Citing the FY21 March quarter GDP data, Subramanian said gross fixed capital formation (GFCF) which represents investment demand in the economy rose nearly 30% and as a result the ratio of GFCF to GDP hit 34.3% - the highest in last 26 quarters, though a lot of it was government capex.

“The two key spillover effects that manifested (because of spurt in GFCF) was one, consumption after having declined three quarters because of both the pandemic induced restrictions and pandemic induced risk aversion, grew by 2.7% in the fourth quarter. Secondly, contact sensitive sectors which were affected across the world because of the pandemic and declined in high double digits in the previous three quarters declined by only 2.3% in the fourth quarter. This is quite important to illustrate the linkages that are there at the macro- economic level from investment to consumption and service sector activities as well," he said while speaking at a webinar organised by ISID and UNCTAD.
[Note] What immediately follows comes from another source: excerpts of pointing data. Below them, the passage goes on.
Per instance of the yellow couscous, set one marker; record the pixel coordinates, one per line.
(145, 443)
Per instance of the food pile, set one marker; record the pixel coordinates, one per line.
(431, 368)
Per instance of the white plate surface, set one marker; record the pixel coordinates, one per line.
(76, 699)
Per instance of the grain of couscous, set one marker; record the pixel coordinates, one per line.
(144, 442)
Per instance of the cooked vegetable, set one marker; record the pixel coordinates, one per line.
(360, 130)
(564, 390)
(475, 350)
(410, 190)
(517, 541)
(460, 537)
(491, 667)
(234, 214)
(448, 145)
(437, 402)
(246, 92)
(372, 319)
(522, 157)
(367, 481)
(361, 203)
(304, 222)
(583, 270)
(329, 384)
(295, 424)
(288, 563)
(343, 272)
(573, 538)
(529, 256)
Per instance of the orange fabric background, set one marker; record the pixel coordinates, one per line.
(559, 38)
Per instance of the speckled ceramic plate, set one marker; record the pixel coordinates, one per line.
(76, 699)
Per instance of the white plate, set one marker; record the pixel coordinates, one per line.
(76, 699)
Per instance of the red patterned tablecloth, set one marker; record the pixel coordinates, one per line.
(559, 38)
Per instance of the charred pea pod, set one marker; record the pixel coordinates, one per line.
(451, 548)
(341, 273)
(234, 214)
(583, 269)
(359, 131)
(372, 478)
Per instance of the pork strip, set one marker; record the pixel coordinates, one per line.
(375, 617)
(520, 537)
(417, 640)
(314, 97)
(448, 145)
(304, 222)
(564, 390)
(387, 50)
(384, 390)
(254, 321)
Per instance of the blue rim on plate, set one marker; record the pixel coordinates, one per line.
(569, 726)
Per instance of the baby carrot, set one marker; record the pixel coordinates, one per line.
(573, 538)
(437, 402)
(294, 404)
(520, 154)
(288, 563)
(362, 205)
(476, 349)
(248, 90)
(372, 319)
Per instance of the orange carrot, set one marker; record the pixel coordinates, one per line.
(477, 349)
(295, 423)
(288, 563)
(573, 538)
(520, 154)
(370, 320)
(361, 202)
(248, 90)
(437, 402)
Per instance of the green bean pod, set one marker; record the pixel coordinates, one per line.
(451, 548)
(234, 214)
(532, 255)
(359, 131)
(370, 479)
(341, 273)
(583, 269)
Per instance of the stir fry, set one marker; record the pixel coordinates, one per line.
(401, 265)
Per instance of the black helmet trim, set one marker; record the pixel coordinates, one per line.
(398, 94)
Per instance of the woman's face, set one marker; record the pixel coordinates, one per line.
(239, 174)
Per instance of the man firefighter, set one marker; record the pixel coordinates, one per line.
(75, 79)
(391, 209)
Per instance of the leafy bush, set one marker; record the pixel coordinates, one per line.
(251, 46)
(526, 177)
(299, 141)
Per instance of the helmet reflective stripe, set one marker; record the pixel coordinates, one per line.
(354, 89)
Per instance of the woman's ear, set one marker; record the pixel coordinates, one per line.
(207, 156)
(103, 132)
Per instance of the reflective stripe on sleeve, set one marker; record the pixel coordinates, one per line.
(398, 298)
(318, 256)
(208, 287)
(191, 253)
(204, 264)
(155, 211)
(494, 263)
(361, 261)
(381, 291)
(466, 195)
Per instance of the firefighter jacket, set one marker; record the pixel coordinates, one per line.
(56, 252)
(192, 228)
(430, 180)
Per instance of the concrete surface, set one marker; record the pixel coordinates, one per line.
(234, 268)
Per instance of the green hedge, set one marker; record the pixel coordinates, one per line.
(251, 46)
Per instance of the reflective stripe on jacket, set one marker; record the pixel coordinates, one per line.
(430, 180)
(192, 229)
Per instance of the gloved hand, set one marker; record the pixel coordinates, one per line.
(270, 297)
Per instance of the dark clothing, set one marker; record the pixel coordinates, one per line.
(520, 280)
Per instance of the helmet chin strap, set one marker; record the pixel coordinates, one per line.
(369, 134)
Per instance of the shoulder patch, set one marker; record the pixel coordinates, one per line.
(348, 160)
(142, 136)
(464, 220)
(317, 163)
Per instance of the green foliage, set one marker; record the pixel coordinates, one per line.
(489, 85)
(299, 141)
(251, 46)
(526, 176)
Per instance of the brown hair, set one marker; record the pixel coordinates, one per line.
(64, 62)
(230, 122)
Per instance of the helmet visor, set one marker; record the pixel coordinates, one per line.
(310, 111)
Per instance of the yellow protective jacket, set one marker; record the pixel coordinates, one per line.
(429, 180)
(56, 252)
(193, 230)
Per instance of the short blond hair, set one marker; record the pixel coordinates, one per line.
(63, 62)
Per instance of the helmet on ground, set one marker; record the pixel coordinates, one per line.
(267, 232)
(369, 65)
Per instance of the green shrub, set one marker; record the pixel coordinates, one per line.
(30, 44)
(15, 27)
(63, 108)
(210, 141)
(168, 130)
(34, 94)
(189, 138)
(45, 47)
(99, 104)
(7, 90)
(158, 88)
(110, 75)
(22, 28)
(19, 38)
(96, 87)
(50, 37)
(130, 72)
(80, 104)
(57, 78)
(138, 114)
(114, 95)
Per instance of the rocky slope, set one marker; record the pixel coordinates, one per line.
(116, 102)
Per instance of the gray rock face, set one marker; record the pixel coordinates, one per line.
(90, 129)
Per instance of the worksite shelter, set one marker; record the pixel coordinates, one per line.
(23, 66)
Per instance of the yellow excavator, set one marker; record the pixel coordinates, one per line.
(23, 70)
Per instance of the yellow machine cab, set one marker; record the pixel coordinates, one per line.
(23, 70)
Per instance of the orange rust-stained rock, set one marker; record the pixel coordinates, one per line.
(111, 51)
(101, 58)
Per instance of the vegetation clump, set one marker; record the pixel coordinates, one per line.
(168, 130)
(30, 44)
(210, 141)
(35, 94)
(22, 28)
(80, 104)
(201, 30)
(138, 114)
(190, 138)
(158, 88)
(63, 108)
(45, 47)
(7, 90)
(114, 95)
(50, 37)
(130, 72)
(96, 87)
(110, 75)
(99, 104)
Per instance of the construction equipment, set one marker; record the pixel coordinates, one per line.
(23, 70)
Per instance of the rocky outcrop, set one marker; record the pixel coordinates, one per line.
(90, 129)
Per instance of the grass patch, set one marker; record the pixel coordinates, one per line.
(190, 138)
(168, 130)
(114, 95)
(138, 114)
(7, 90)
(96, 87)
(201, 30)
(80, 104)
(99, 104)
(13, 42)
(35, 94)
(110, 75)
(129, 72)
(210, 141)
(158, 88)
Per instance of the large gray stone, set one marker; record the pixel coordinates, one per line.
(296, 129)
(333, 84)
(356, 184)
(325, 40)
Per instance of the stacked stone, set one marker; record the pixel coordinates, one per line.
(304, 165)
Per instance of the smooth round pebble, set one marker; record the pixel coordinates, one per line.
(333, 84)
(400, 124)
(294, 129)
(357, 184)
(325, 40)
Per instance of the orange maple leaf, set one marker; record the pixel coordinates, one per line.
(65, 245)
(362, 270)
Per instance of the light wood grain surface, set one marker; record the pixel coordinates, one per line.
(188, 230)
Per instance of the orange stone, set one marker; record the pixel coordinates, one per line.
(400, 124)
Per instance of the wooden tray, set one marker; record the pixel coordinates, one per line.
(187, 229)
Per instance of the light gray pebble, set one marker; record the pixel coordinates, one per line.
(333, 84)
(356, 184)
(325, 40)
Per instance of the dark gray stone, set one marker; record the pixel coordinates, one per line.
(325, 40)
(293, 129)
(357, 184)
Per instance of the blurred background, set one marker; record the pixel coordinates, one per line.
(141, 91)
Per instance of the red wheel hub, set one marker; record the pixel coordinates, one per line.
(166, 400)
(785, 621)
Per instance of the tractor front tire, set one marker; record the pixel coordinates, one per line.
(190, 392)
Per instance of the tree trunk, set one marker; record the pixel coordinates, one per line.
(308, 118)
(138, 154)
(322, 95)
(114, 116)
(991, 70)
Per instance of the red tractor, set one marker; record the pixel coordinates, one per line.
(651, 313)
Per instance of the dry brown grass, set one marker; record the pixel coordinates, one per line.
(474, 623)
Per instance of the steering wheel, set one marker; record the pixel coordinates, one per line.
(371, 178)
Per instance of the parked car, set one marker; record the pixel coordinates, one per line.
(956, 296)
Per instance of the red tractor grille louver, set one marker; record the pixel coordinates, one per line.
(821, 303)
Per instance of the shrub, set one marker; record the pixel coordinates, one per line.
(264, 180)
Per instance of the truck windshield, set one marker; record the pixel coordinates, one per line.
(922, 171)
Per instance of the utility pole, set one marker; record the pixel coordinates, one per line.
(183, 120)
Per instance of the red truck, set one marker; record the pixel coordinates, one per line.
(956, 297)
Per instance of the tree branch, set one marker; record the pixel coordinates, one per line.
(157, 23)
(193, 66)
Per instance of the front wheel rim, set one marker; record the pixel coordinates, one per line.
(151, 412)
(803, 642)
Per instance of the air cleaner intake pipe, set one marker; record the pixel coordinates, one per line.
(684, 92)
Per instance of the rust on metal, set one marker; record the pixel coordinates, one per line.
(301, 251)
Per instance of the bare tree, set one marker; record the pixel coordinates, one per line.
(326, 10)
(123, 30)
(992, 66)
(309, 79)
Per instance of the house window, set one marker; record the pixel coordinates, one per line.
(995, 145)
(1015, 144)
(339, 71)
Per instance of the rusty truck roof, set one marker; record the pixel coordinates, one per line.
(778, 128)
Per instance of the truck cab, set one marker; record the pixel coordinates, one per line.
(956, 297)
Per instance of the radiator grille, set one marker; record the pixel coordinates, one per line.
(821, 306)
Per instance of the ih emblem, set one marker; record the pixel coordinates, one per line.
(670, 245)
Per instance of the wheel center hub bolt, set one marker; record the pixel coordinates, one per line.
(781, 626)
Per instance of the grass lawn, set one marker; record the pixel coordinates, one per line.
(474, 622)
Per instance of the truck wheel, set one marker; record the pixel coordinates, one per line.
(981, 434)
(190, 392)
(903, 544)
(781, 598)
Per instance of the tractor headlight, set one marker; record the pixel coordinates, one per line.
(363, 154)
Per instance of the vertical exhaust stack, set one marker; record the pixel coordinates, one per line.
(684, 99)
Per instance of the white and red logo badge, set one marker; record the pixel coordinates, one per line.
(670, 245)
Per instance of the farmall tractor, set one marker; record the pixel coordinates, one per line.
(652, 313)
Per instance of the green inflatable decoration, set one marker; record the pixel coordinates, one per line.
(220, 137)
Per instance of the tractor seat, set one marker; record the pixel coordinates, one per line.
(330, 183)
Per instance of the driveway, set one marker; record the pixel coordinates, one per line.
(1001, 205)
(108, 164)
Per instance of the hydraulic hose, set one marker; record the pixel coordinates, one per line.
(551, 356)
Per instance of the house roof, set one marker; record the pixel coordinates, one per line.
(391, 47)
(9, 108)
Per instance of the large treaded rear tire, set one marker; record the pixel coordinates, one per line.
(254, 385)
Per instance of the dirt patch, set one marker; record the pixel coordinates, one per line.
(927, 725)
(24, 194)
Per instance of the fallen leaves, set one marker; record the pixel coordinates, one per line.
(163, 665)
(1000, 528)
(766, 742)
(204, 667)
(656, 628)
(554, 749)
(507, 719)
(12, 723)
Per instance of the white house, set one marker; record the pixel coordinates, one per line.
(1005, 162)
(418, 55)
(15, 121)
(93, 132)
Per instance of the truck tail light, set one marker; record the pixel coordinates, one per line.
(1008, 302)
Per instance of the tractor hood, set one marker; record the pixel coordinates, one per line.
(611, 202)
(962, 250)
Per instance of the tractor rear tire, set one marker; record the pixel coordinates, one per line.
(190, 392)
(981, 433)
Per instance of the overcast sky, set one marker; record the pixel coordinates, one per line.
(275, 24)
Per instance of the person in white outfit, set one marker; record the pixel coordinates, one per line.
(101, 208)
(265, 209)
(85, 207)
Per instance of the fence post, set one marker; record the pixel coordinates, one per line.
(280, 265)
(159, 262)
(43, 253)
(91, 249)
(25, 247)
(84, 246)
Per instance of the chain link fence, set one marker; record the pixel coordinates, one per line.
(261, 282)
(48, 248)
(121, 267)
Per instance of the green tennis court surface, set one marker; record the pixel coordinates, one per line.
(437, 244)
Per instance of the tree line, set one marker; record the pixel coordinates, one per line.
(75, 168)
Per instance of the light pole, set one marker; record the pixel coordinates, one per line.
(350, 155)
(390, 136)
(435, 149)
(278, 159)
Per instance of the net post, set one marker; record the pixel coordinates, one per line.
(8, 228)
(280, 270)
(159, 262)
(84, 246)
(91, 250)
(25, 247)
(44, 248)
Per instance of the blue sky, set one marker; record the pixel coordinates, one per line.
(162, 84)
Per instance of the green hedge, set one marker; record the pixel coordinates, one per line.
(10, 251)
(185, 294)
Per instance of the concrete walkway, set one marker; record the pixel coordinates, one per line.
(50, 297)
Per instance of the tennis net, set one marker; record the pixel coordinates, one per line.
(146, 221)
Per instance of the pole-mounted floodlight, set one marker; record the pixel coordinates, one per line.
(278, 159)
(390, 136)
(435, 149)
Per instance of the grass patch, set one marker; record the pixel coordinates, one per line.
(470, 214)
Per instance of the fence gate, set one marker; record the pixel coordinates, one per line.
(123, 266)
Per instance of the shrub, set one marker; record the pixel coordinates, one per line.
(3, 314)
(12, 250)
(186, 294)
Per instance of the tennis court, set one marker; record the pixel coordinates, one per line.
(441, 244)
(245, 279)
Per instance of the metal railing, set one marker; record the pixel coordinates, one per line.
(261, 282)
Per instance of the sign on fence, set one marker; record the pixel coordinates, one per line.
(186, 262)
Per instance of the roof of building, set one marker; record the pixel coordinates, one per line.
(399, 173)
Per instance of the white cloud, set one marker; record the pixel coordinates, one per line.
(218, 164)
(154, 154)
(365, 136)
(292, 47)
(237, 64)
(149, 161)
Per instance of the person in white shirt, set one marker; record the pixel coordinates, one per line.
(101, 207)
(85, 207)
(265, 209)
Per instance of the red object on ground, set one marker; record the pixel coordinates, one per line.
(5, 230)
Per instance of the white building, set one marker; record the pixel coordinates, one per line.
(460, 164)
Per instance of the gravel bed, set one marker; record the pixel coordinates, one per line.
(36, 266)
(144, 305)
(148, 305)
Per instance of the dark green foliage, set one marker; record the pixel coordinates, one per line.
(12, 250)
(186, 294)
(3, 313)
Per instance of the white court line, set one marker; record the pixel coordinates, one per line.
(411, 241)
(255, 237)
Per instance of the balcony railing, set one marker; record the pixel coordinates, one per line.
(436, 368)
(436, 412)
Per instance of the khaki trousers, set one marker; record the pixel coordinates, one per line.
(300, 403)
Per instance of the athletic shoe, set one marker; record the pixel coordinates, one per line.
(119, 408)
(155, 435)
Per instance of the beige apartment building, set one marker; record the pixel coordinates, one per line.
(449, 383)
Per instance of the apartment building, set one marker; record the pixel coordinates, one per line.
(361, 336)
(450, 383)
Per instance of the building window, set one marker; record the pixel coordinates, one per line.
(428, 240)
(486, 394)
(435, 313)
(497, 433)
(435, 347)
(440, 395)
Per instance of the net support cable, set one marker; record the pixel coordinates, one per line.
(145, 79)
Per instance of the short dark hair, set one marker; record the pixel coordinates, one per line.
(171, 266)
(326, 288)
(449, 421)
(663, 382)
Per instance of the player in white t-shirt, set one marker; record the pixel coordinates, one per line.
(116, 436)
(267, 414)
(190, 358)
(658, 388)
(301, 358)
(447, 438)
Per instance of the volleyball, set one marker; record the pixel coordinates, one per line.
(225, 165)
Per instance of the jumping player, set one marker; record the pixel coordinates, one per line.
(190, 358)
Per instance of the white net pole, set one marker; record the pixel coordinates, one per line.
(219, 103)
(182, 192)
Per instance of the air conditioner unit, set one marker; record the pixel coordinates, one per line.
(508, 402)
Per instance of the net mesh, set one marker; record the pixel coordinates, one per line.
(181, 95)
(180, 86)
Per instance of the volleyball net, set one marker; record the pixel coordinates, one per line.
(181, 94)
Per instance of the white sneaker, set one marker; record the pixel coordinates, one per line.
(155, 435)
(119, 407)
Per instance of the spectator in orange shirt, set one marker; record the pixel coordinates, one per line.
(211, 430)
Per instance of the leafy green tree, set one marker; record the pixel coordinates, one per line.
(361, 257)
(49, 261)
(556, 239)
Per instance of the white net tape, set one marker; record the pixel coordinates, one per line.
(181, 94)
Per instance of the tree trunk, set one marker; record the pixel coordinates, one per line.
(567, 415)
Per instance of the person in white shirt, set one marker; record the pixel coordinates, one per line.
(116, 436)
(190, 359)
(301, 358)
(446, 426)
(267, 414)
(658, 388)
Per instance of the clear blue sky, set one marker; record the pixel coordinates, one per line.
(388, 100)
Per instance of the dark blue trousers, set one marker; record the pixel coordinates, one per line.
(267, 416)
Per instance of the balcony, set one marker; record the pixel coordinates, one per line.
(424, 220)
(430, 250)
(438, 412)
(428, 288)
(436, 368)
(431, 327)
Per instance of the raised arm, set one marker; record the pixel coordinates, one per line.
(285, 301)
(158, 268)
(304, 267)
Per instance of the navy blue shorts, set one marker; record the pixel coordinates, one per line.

Rating agency S&P Global Ratings on Tuesday said it believes willingness to invest will stay strong across Asian markets although it may be delayed due to fresh covid waves in some countries, particularly India. “Struck by covid variants and lack of vaccines, consumption recovery in India and Indonesia will likely delay further into 2023, while sales in China, Japan, Australia, and Korea have largely normalized," it added.

Finance minister Nirmala Sitharaman on Monday announced a relief package targeting healthcare, tourism, exports and job creation to support the economy that is struggling to recover from the pandemic’s second wave. The central government will foot 15,000 crore under a 23,220 crore credit guarantee scheme to strengthen public health infrastructure and human resources. This will focus on short-term emergency preparedness with special emphasis on children and paediatric care.